R2 — Rest-2. Lower-depth buyers who have lost attention. They matter, but the recovery economics must be more disciplined. Some will be worth low-cost reactivation. Some are better served by attention-monetisation if attention can be rebuilt. Some should simply be left alone. Recovered R2 customers return to T– on the same logic, graduating to T once the transaction follows.

Sell, Relate, Recover — the doctrine the table enforces

The power of TAT is not the labels. It is the action logic the columns impose.

Sell when attention is strong. The left column — N, T, B — is where transaction prompts pay off. The customer is listening. Move them forward: first purchase, second purchase, cross-sell, replenishment, upgrade, referral.

Relate when attention is weakening. The middle column — N–, T–, B– — is the danger zone. The brand must shift from Sell to Relate: fewer hard offers, more value, more utility, more recognition, more memory, more reasons to remain connected. The goal is not immediate conversion. The goal is to stop the attention slide. Most CRM teams do not have a Relate playbook; they have a Sell playbook with the frequency dialled up, which is exactly the opposite of what these cells need.

Recover when attention is lost. The right column — L, R2, R1 — is where the CRM channel has already failed. Recovery must be tiered: R1 deserves more investment than R2; Lost Leads deserve less than past buyers. A single grid prevents the common mistake of treating all inactivity as equal.

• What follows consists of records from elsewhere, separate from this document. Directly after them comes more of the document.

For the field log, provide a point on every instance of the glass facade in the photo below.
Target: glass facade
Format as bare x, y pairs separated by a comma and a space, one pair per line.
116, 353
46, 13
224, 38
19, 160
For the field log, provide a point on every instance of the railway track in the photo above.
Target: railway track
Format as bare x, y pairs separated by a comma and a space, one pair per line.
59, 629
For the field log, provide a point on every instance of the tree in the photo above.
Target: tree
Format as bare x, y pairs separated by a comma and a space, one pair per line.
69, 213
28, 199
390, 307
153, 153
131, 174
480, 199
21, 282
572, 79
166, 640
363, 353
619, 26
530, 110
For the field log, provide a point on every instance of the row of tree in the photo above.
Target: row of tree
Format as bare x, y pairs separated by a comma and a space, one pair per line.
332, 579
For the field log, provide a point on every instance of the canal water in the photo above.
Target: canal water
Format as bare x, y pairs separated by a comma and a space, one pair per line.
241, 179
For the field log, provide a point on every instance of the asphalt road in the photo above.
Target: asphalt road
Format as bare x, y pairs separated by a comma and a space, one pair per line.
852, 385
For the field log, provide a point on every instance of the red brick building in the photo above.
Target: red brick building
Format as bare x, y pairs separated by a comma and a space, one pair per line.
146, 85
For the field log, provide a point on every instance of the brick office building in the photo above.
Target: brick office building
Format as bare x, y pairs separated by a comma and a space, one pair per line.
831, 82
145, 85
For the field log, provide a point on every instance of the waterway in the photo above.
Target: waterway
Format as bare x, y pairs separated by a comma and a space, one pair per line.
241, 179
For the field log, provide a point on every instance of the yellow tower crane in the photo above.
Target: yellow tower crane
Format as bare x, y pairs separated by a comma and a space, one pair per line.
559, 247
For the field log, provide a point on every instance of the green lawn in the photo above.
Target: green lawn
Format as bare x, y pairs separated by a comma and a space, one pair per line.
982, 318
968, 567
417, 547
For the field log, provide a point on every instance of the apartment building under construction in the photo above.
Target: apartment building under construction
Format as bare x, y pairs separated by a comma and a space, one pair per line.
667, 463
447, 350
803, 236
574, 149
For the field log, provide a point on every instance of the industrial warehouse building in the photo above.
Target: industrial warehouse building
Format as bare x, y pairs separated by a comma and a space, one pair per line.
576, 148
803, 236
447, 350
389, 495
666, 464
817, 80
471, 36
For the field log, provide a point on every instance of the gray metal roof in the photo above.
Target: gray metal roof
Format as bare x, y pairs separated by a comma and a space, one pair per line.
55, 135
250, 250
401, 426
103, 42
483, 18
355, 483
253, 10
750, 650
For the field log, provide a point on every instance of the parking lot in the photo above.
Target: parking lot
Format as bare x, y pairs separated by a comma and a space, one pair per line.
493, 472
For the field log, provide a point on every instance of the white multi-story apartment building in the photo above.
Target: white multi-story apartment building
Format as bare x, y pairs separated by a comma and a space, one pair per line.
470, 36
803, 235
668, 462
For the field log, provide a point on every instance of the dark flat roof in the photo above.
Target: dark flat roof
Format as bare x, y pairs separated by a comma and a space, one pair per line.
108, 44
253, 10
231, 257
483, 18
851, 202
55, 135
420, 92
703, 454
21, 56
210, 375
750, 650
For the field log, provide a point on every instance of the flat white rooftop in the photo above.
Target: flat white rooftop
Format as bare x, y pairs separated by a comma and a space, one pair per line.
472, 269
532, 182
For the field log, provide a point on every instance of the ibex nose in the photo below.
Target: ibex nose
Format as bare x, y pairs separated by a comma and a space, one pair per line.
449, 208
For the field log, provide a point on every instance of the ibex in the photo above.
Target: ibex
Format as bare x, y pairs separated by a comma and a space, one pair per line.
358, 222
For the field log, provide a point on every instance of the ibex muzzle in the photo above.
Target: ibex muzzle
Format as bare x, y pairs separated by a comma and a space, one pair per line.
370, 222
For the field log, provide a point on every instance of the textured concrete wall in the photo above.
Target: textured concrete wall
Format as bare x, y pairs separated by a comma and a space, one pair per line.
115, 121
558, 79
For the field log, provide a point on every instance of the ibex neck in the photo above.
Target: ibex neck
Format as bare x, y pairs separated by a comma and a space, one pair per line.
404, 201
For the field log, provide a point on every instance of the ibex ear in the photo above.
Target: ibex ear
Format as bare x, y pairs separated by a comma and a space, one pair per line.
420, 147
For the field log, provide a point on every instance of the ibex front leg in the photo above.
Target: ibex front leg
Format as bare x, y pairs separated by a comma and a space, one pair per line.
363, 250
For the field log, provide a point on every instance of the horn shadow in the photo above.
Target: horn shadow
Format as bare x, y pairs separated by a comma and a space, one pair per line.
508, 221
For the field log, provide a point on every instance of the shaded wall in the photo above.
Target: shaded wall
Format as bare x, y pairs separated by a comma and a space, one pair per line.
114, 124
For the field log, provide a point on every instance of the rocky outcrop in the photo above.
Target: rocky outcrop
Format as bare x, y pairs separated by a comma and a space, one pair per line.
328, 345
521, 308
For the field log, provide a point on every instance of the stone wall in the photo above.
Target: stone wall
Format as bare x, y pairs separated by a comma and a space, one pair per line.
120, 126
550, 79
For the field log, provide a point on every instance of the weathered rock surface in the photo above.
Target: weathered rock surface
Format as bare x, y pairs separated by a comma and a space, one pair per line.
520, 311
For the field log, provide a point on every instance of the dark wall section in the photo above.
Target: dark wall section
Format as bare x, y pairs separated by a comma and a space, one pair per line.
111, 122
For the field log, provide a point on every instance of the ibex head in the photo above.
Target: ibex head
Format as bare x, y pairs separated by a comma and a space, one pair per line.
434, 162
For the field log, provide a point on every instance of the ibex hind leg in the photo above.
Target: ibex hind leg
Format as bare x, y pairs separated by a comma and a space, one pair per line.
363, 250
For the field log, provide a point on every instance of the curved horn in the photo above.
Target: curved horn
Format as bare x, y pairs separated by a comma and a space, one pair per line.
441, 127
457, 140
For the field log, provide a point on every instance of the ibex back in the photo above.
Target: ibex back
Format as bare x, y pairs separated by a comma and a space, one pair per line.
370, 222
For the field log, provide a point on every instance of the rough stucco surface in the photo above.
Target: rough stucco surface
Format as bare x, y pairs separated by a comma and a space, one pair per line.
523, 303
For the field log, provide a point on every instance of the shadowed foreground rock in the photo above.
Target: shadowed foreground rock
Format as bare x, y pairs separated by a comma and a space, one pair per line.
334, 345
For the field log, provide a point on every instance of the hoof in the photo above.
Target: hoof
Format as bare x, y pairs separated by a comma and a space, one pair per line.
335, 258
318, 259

The one-line doctrine the table produces:

Sell when attention is strong. Relate when attention is weakening. Recover when attention is lost.

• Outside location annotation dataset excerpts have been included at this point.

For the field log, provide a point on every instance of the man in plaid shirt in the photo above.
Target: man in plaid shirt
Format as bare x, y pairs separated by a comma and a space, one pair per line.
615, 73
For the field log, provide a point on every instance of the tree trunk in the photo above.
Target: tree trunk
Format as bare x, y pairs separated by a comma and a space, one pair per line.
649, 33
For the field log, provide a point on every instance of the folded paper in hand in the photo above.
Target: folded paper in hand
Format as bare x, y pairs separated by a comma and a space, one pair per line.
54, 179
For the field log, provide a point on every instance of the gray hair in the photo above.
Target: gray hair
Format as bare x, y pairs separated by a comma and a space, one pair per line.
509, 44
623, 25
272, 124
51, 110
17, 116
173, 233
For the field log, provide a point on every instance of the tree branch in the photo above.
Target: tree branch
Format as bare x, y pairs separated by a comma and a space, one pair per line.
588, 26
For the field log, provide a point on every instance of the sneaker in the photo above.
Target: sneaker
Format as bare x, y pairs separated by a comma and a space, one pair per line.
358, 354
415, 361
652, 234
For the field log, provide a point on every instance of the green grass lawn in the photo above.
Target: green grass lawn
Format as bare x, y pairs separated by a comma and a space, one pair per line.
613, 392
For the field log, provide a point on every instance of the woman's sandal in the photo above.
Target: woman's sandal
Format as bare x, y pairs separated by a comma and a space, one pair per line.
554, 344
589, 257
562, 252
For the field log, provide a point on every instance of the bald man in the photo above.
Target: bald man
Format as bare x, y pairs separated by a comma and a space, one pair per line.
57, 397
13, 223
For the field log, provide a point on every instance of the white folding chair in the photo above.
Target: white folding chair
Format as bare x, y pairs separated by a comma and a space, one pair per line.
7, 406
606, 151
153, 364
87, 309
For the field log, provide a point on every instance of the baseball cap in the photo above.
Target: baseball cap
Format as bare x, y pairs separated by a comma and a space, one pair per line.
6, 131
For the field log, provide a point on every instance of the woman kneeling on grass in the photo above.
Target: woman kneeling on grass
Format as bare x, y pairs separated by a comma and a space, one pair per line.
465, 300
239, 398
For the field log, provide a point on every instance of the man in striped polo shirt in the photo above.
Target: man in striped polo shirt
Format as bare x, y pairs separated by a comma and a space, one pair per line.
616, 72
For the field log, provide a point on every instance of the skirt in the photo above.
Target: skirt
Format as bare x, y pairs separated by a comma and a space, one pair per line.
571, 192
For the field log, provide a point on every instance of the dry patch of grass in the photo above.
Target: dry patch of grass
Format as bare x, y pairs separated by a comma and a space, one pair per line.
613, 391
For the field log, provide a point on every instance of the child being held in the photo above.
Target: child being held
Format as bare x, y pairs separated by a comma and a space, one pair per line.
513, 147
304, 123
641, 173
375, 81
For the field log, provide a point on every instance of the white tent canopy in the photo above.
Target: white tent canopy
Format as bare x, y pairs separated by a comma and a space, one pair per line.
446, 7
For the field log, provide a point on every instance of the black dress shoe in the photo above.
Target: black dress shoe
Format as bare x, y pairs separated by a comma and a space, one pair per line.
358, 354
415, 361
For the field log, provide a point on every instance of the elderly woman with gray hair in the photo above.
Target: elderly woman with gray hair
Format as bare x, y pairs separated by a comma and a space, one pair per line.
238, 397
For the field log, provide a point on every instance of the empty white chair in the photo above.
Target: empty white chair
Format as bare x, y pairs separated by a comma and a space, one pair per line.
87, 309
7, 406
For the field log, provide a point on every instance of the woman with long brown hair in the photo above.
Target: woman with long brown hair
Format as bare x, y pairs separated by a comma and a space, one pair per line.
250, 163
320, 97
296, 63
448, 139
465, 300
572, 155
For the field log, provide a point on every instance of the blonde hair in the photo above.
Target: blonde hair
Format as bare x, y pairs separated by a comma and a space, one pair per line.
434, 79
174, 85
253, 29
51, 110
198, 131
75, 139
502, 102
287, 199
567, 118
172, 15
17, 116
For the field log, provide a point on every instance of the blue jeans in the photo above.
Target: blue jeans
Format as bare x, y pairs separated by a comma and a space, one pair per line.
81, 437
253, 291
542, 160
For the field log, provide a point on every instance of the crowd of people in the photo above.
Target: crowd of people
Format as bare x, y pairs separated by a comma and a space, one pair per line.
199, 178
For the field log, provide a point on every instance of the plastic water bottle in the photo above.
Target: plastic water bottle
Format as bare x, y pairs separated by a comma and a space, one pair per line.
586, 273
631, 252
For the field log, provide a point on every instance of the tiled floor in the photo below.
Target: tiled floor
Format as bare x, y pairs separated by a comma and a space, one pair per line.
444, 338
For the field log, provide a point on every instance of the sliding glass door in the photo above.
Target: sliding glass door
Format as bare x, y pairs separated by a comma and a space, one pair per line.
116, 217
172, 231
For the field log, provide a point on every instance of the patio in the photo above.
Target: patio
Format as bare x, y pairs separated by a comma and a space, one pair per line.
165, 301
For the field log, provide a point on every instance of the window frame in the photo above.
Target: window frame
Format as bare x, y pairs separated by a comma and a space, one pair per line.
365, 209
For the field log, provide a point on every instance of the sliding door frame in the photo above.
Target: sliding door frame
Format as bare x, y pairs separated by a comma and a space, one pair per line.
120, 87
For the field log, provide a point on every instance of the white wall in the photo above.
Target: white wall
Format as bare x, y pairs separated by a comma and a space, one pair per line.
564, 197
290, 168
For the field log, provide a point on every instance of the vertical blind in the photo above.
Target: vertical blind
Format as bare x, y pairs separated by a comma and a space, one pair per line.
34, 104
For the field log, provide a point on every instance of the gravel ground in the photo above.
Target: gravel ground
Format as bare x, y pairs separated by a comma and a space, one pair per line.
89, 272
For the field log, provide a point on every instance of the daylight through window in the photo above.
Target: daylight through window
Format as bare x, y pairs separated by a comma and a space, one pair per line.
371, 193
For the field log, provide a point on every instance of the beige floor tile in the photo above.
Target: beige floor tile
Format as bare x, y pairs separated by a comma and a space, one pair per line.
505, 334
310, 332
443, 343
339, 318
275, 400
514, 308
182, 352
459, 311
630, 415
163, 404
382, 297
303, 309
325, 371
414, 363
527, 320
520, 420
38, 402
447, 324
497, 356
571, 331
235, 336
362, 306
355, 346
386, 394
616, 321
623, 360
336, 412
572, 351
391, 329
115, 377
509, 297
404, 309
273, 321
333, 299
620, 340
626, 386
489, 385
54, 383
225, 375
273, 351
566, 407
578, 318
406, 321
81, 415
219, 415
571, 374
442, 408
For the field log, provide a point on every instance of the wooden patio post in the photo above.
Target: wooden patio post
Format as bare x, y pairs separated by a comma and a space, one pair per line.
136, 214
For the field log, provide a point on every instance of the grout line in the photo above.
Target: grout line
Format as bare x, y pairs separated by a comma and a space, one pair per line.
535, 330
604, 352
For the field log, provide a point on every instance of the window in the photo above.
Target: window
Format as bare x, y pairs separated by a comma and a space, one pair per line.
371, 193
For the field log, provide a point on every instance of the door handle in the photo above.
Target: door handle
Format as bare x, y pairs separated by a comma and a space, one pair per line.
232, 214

The grid is a velocity field, not a snapshot

A customer is never permanently in one cell of the TAT. Two forces act on every customer simultaneously, and they pull in different directions.

The brand’s CRM effort pushes customers downward through the grid — from N to T to B — by driving transactions. Each successful Sell play moves a customer down a row.

Entropy pushes customers rightward through the grid — from Strong to Weakening to Lost — by attention decay. Every day the brand does nothing, the entire customer base drifts rightward.

The job of a CRM team is to bend trajectories downward faster than entropy pulls them rightward. A healthy operation produces high downward velocity (Convert and Accelerate plays moving N → T → B) and resists rightward drift (Relate plays keeping customers in the Strong column). When the downward force wins, the brand grows LTV. When the rightward force wins, the brand grows AdWaste — because every customer who drifts into the Lost column becomes a candidate for paid reacquisition the brand will pay for next quarter.

This is what the Time lever from Part 1 means, operationally. Less Time between transactions is the downward arrow on the TAT. Compressing N → T → B is the lever in action. Less Tax per transaction is what the Revenue Tax Ladder from Part 2 governs — what each downward move actually costs when it happens.

A brand with many customers in B and T has momentum. A brand with too many in B– and T– has a silent attention crisis. A brand with a large R1 pool has allowed valuable customers to decay. A brand with heavy Repeat Direct Adtech and a large R1 pool is paying the price of having missed the warning signs months earlier — and is now paying the adtech tax to undo what cheap CRM attention could have prevented.

This is the hidden link between Part 3 and Part 4. The transaction taxonomy tells the brand what tax it paid. The TAT tells the brand why that tax may need to be paid again next quarter.

RFM looked backward: who bought, how often, and how much?

TAT looks forward: who bought, who is still listening, and who is about to be lost?

The answer determines the next action. And the next action determines whether the customer moves toward Alpha — or falls into AdWaste.

What the TAT does not yet describe is the intervention. The B– and R1 cells expose a structural problem the Revenue Tax Ladder also pointed to in Part 2 — the cliff between CRM (5–10%) and Adtech (20–25%) has nowhere economically viable for a brand to land a recovery transaction. The grid surfaces the customers who need that recovery. The ladder shows there is no rung to recover them onto. This is not a tactical gap. It is a missing engine. That is the work of the next part.